AP Moller Group records 6% profit drop in 2013 amid market challenges
As a result of the challenges in the global shipping market last year, AP Moller Maersk Group, a Danish shipping conglomerate, has recorded about 6 percent drop in profit to $3.8 billion in 2013, down from $4.04 billion recorded in 2012.
According to the group, profit for 2013 was negatively affected by lower freight rates in Maersk Line, decline in Maersk Oil’s share production, decline in average oil prices and impairment losses in Maersk tankers, and non-recurring business transformation costs in Damco.
However, profit was positively affected by improved volumes and units cost reduction in Maersk Line, higher volume in APM Terminals, and higher operational uptime in Maersk Drilling.
“Maersk Line strengthened profitability despite challenging shipping markets, while APM Terminals and Maersk Drilling had their best result to date,” said Nils Andersen, group chief executive officer, AP Moller Maersk. “We have reason to be pleased with profit development in 2013 because the group reached $4 billion in underlying earnings, an increase of $1 billion from the previous year.”
He also attributed the profit to the improved results recorded in most of the group’s other businesses, such that six out of eight businesses came out of 2013 as top quartile performers in their industries.
Further breakdown shows that the group’s revenues were also 4 percent lower at $47.39 billion in 2013 compared to $49.49 billion of the previous year. Maersk Line grew its profit to $1.5 billion, from $461 million a year earlier, with the improvement credited to vessel network efficiencies resulting in lower units cost and lower bunker price. This is despite average freight rates decreasing by 7.2 percent to $2,674 per TEU compared to $2,881 per TEU in 2012. Bunker consumption was reduced by 12.1 percent.

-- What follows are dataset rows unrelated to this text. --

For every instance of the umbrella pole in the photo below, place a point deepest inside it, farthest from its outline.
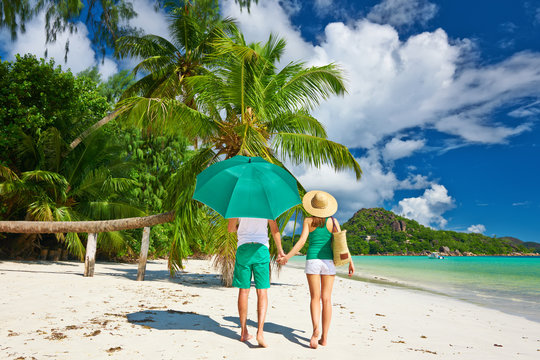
(145, 244)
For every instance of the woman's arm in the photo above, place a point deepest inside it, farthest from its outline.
(332, 222)
(274, 230)
(233, 225)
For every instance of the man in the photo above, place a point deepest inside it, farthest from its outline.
(253, 258)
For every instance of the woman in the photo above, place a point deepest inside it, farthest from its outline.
(320, 269)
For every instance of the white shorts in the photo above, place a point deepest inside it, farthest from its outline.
(320, 267)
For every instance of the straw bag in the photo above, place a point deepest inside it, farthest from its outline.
(340, 249)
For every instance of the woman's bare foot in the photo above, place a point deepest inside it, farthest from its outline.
(260, 340)
(246, 336)
(313, 342)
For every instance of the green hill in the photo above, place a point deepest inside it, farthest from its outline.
(378, 231)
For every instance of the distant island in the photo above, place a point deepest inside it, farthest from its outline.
(379, 231)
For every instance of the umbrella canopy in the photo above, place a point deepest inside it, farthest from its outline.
(247, 187)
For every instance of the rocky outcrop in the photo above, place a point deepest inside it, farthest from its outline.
(444, 249)
(399, 225)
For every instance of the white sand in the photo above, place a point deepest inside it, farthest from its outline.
(50, 311)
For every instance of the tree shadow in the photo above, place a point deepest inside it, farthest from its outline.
(184, 278)
(287, 332)
(181, 320)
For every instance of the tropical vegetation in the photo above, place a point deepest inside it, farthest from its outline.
(77, 147)
(379, 231)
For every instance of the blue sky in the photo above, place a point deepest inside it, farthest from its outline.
(443, 106)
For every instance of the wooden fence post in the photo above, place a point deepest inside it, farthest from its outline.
(90, 257)
(144, 253)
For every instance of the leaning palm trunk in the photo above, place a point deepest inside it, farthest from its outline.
(40, 227)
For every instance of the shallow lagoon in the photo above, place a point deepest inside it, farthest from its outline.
(509, 284)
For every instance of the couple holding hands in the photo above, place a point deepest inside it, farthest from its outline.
(253, 259)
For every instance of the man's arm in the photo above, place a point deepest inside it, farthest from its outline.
(274, 229)
(233, 225)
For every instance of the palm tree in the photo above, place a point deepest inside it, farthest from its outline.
(246, 106)
(88, 183)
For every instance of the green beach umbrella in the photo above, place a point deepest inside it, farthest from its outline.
(247, 187)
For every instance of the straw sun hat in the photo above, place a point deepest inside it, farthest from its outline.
(319, 203)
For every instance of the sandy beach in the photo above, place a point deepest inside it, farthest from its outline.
(50, 311)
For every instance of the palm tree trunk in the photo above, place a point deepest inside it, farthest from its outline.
(93, 128)
(47, 227)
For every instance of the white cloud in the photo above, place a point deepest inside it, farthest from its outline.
(151, 21)
(479, 229)
(400, 13)
(396, 85)
(428, 208)
(322, 5)
(80, 57)
(269, 17)
(377, 185)
(397, 148)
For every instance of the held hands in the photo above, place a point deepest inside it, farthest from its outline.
(351, 268)
(282, 258)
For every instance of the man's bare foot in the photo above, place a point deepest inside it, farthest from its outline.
(260, 340)
(246, 336)
(313, 342)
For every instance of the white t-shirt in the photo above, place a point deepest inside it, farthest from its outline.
(252, 230)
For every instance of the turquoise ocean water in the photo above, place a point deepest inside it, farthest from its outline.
(509, 284)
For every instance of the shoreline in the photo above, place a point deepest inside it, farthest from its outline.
(51, 310)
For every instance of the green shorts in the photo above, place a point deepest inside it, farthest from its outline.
(252, 258)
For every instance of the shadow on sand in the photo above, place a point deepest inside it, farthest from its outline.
(184, 320)
(287, 332)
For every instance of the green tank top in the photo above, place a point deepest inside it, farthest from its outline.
(320, 243)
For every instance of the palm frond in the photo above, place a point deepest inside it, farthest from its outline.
(308, 87)
(300, 122)
(302, 148)
(53, 183)
(143, 46)
(166, 115)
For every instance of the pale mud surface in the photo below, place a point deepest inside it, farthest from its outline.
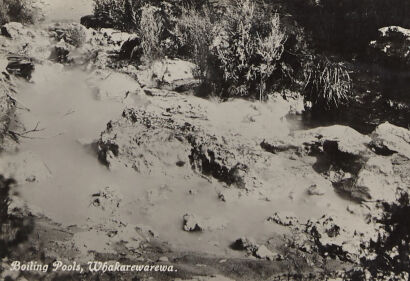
(108, 169)
(72, 115)
(65, 10)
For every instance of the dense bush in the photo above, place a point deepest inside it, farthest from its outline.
(16, 10)
(246, 48)
(241, 47)
(328, 84)
(348, 26)
(194, 32)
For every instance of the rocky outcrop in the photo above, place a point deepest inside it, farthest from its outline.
(251, 247)
(393, 44)
(389, 139)
(92, 21)
(169, 74)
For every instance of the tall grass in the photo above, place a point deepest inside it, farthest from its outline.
(328, 84)
(150, 30)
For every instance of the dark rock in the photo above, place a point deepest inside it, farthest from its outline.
(20, 66)
(389, 139)
(131, 49)
(284, 221)
(92, 21)
(392, 45)
(193, 223)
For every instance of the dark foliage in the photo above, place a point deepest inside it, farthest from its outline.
(348, 26)
(15, 10)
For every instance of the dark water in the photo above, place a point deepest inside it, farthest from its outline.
(380, 94)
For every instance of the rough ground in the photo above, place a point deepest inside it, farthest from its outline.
(220, 190)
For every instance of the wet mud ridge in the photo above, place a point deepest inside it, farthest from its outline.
(125, 164)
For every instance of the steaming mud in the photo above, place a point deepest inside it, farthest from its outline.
(70, 114)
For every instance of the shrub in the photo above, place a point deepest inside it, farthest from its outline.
(194, 34)
(246, 49)
(16, 10)
(327, 84)
(151, 28)
(122, 13)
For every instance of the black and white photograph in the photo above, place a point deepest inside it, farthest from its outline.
(204, 140)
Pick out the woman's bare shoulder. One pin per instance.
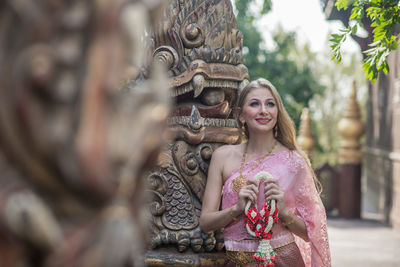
(226, 151)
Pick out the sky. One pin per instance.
(307, 19)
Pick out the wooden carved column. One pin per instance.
(350, 156)
(305, 139)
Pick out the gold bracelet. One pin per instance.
(231, 213)
(291, 221)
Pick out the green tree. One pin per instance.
(295, 82)
(384, 17)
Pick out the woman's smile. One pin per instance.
(263, 121)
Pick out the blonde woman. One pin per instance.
(299, 238)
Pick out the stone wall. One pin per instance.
(381, 166)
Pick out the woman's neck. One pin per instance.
(260, 144)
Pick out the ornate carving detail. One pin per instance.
(73, 147)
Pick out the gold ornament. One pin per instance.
(244, 137)
(276, 131)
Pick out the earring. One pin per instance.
(243, 129)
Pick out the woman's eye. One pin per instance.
(271, 104)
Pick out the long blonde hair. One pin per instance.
(284, 129)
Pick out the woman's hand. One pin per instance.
(246, 193)
(272, 190)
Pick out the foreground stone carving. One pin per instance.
(73, 147)
(200, 44)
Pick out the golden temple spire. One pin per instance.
(305, 139)
(351, 129)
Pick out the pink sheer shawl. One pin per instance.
(301, 197)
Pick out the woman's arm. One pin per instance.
(295, 224)
(212, 218)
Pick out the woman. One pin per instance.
(300, 236)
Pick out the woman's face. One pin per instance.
(259, 111)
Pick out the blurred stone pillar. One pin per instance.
(305, 139)
(350, 156)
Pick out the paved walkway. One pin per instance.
(362, 243)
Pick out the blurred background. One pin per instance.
(110, 111)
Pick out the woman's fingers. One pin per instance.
(274, 194)
(250, 194)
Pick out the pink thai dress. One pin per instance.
(301, 198)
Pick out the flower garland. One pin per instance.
(259, 224)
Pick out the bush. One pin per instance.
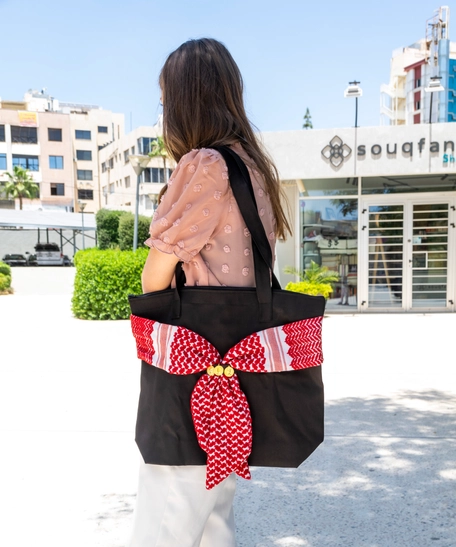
(5, 282)
(126, 229)
(309, 287)
(103, 281)
(108, 228)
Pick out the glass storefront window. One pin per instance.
(409, 184)
(329, 237)
(327, 187)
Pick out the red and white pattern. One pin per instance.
(220, 410)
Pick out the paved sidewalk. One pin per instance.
(384, 477)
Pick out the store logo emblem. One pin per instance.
(336, 151)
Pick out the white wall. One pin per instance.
(298, 154)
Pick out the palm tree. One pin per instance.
(158, 149)
(20, 185)
(307, 120)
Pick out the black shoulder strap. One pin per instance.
(242, 188)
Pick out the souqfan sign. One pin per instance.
(336, 152)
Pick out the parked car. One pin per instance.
(48, 254)
(31, 259)
(15, 260)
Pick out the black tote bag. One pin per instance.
(286, 407)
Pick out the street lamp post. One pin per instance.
(139, 163)
(353, 90)
(433, 87)
(82, 206)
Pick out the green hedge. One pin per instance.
(103, 281)
(5, 268)
(309, 287)
(5, 282)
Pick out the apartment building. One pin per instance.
(59, 144)
(422, 87)
(118, 179)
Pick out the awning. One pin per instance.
(46, 219)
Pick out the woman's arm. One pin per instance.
(158, 270)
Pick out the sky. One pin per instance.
(293, 54)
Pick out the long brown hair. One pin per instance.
(203, 106)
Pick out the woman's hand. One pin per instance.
(158, 270)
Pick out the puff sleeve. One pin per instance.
(192, 206)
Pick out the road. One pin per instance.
(385, 475)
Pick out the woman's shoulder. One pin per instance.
(203, 156)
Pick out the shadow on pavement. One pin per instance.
(385, 476)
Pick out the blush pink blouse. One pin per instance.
(199, 221)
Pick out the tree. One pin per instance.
(158, 149)
(108, 228)
(307, 120)
(126, 231)
(20, 185)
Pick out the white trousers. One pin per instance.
(174, 509)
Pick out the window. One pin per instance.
(148, 203)
(57, 189)
(55, 162)
(84, 155)
(27, 162)
(85, 194)
(145, 144)
(155, 174)
(83, 135)
(26, 135)
(54, 134)
(84, 174)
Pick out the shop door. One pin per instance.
(409, 255)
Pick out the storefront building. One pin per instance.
(377, 206)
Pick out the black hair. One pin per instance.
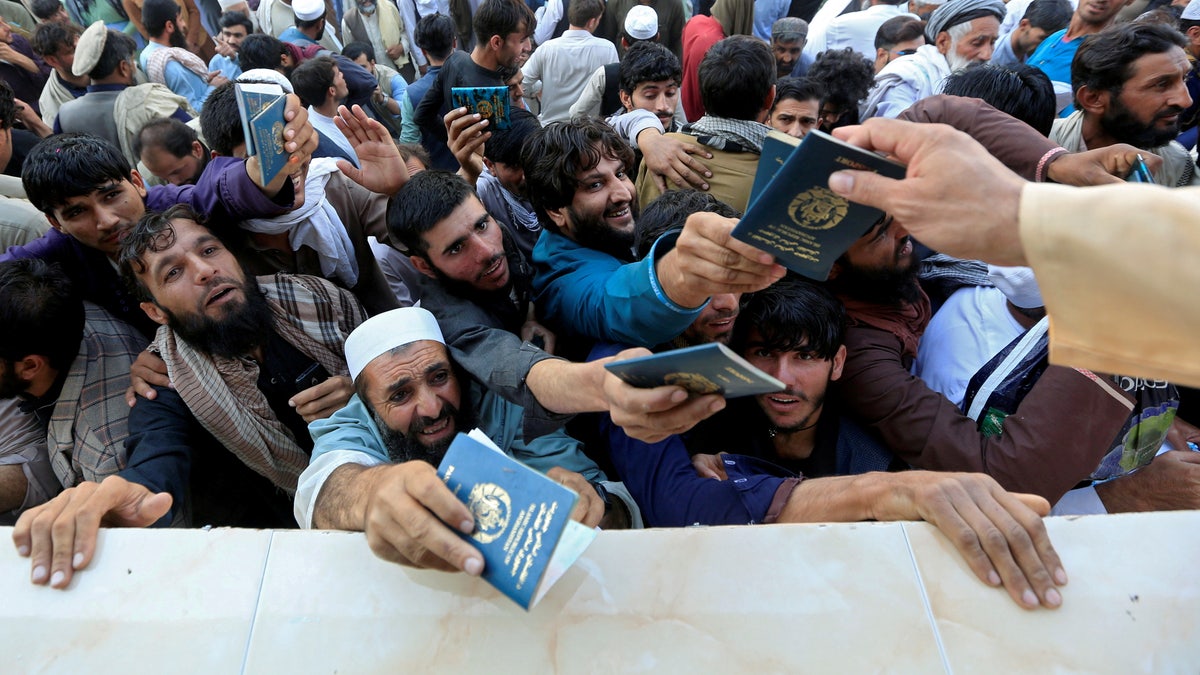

APM Terminals also reported an increased profit of $770 million in 2013 compared to the $701 million in the previous year. The number of containers handled increased by 3 percent to 36.3 million TEU compared to 35.4 million TEUs recorded in 2012. Volume increase was as a result of portfolio addition and development of new terminals.

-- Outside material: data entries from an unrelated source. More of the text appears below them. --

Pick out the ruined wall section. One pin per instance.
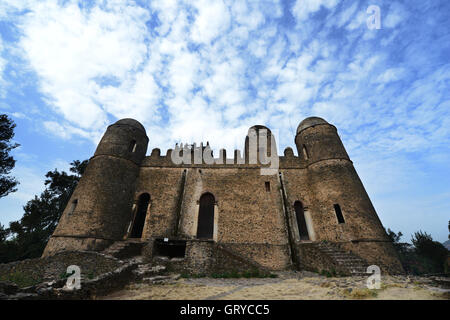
(165, 188)
(98, 212)
(249, 219)
(332, 179)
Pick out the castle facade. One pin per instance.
(311, 213)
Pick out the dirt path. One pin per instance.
(288, 285)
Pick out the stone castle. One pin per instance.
(312, 214)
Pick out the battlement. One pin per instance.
(191, 154)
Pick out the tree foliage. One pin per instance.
(27, 237)
(7, 183)
(424, 256)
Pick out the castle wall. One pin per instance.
(248, 218)
(164, 187)
(254, 214)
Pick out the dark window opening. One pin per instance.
(339, 215)
(305, 152)
(170, 248)
(301, 221)
(132, 147)
(73, 206)
(139, 219)
(205, 227)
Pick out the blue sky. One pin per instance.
(208, 70)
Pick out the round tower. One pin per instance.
(342, 211)
(258, 145)
(99, 211)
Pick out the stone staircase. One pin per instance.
(353, 264)
(125, 249)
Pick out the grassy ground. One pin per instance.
(290, 286)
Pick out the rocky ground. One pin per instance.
(287, 285)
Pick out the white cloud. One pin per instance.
(213, 19)
(303, 8)
(73, 50)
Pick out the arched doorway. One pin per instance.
(205, 226)
(139, 219)
(301, 222)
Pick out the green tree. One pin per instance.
(7, 183)
(29, 235)
(434, 251)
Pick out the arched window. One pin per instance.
(139, 219)
(339, 215)
(305, 152)
(205, 227)
(73, 206)
(301, 222)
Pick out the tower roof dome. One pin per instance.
(259, 127)
(310, 122)
(131, 122)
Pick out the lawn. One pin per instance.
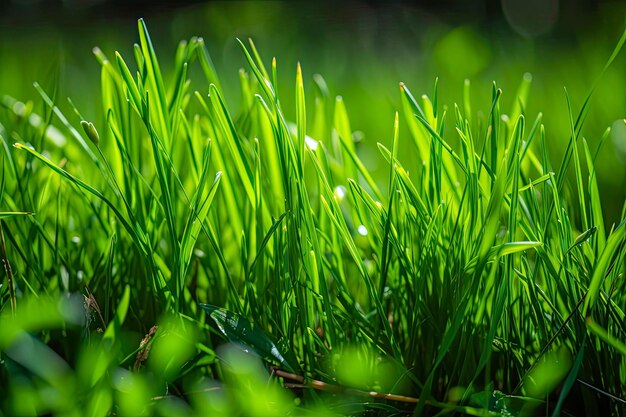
(400, 236)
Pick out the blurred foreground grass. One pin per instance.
(176, 241)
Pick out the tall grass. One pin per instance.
(474, 279)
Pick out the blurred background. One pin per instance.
(362, 48)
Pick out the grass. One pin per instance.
(176, 257)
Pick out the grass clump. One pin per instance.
(157, 256)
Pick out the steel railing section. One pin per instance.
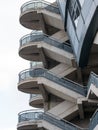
(64, 82)
(32, 116)
(29, 115)
(34, 95)
(39, 4)
(94, 120)
(93, 79)
(37, 37)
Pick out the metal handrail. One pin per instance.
(39, 4)
(93, 120)
(38, 36)
(40, 72)
(34, 95)
(31, 116)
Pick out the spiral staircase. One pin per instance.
(60, 86)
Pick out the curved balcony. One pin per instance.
(30, 48)
(36, 100)
(30, 81)
(32, 120)
(35, 13)
(29, 119)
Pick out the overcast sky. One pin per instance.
(12, 101)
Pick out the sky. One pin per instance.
(12, 101)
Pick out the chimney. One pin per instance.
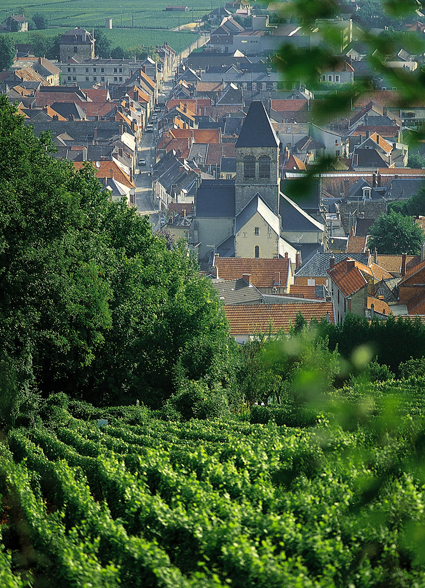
(346, 186)
(403, 264)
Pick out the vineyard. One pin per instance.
(145, 502)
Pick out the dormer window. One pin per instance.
(249, 166)
(264, 166)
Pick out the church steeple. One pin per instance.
(257, 160)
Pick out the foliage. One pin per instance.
(394, 234)
(103, 308)
(7, 52)
(221, 502)
(412, 368)
(375, 339)
(103, 44)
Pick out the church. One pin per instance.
(249, 216)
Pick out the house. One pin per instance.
(353, 290)
(76, 42)
(341, 73)
(411, 289)
(269, 276)
(249, 216)
(248, 321)
(17, 23)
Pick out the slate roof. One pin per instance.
(294, 218)
(379, 305)
(216, 199)
(412, 272)
(317, 266)
(228, 165)
(237, 292)
(257, 130)
(109, 169)
(265, 273)
(255, 205)
(349, 280)
(403, 189)
(255, 319)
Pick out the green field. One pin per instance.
(147, 503)
(134, 23)
(126, 38)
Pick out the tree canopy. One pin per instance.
(7, 52)
(394, 234)
(90, 299)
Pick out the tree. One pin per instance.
(7, 52)
(103, 44)
(40, 21)
(394, 234)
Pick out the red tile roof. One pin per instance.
(348, 275)
(251, 319)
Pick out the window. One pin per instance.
(249, 166)
(264, 166)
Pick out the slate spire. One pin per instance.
(257, 130)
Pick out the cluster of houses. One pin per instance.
(233, 145)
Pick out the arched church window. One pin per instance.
(249, 166)
(264, 166)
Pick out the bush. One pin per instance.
(412, 367)
(195, 400)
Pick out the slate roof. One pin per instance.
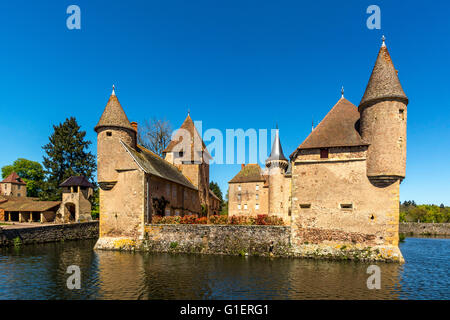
(249, 173)
(157, 166)
(194, 144)
(113, 115)
(14, 178)
(213, 195)
(24, 204)
(337, 129)
(277, 150)
(383, 82)
(77, 181)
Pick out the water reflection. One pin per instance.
(39, 272)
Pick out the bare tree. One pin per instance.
(155, 135)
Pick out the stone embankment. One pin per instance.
(16, 234)
(427, 229)
(269, 241)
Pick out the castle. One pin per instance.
(341, 185)
(338, 191)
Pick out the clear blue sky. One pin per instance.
(234, 64)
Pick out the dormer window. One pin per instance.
(324, 153)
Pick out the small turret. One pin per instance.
(112, 128)
(383, 122)
(277, 165)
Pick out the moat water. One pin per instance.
(40, 272)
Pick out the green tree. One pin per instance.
(31, 173)
(66, 155)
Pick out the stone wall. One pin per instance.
(425, 228)
(245, 240)
(208, 239)
(251, 194)
(49, 233)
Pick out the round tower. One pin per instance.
(383, 122)
(112, 129)
(277, 165)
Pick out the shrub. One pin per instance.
(166, 220)
(202, 220)
(189, 219)
(218, 219)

Also, full utilisation of its rig fleet yielded high result of $528 million for Maersk Drilling compared to $347 million of 2012. Maersk Drilling, in the year under review, secured contracts for six out of eight new buildings to be delivered in 2014 and 2016.
Expectedly, Maersk Tankers retained a loss of $317 million, from the $315 million loss recorded in 2012. The result was impacted by impairment losses and provisions and restructuring costs.
Listing the outlook for 2014, the group says it expects a result that is significantly above last year result to be driven by volume growth in both Maersk Line and APM Terminals. The positive result that would be recorded by the group is also expected to be driven by sale of Dank Supermarked Group as well as other underlying factors.